JWT’s fresh creative energy
Ranjan Kapur credited with O&M’s turnaround, now head of WPP in India of which JWT is a part, had this to say, “You get positioned by the way your competitors position you. And the media picks it up. HTA/JWT never created boring advertising, it was strategically driven advertising. There was a time when large clients like Unilever did not believe in awards. It is like horses for courses. The mood has changed and people are being driven by awards.”

Ohri feels that the measure of success is the faith the clients have put in the agency and that has not wavered at all. The only difference today is that the agency has managed to reassert itself. It had just added back the lost sheen. “Today it is hard to keep clients - especially because they are also aligned with other agencies. Pepsi with BBDO and GSK with Grey Worldwide. So we have to fight to keep every piece of business we have,” adds Ohri.

Dias thinks that the work done for clients like Rin and De Beers is as good and important as the Grand Prix at Cannes. Just because they do not get a certificate from a foreign organisation, does not mean that they cannot be rated at the same level as an award-winner.

Culturally different?

The mood at JWT offices is buoyant but restrained. The senior-most people at the agency are reserved yet forceful. Is that the culture of the agency?

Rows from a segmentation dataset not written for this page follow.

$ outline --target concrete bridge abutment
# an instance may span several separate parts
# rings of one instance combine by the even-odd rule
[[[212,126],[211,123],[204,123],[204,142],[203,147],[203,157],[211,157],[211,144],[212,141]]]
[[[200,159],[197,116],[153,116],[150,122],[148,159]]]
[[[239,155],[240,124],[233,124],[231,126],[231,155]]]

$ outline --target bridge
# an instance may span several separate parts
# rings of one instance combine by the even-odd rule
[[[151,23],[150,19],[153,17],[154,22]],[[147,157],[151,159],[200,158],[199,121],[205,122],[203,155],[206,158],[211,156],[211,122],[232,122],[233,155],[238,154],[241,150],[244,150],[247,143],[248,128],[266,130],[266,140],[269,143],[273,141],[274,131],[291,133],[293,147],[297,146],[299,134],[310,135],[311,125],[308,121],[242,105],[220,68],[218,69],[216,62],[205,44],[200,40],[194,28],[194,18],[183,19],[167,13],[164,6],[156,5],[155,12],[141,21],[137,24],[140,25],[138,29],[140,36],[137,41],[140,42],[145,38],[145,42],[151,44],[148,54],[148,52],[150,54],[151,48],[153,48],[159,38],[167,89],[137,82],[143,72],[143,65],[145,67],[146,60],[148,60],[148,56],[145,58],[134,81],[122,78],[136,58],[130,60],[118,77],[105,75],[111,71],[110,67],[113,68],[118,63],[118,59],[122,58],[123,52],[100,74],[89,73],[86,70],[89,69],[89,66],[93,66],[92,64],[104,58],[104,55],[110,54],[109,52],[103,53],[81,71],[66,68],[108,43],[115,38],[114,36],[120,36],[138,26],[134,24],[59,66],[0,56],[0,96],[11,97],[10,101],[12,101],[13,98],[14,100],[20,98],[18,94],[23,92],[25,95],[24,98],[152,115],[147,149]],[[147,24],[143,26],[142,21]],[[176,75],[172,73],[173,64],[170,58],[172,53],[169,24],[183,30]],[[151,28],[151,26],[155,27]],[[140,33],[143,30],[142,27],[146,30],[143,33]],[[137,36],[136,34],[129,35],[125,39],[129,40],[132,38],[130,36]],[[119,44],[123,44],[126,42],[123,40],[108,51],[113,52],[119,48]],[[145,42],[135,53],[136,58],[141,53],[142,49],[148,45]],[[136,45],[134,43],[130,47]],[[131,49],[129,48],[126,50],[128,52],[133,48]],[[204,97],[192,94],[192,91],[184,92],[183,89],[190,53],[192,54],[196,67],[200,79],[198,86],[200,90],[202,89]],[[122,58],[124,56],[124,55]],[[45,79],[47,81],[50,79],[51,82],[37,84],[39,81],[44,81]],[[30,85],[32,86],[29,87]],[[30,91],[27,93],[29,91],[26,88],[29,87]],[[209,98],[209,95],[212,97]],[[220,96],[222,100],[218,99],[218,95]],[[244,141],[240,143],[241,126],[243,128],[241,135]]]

Dias brushes it off, “Everybody is in love with the idea of culture. It’s a fashionable thing to say, likely driven by results. If an agency is very large then largeness becomes a culture, if you win lots of awards, then creativity becomes the culture. These are all tags.”

Kapur says, “I think every agency acquires its own culture. Sometimes, the culture is infused by the top management and history and heritage. And JWT is driven that way. For example, Ogilvy is very outward directed and media savvy. JWT is inwardly directed.”

Harris feels that the agency has earned a reputation in ethical standards in all that it does and has to conform to that. “The DNA of JWT is that we see ourselves as leaders. We have to be leaders in the kind of people we hire, in the kind of work we do and in how we conduct ourselves. It is an agency with leadership as the central theme,” he says. When asked whether his vision has been achieved or not, Harris says, “A vision is something you can never achieve; otherwise one will die of short-sightedness. We always have a challenge to face up to.”

“We have a group which is called Won at the top. Won is a euphemism of WON at the top. It also means ONE at the top. We are building an organisation. Great organisations are built with process and systems and understanding. If I left the company, I would make sure that all the efforts that we have put in do not come to a naught. It must continue. It is not about Colvyn Harris or Agnello Dias. It is about building a good team. And when you build transparency in an organisation it will work,” he sums up. For JWT it is working out perfectly, in terms of awards too.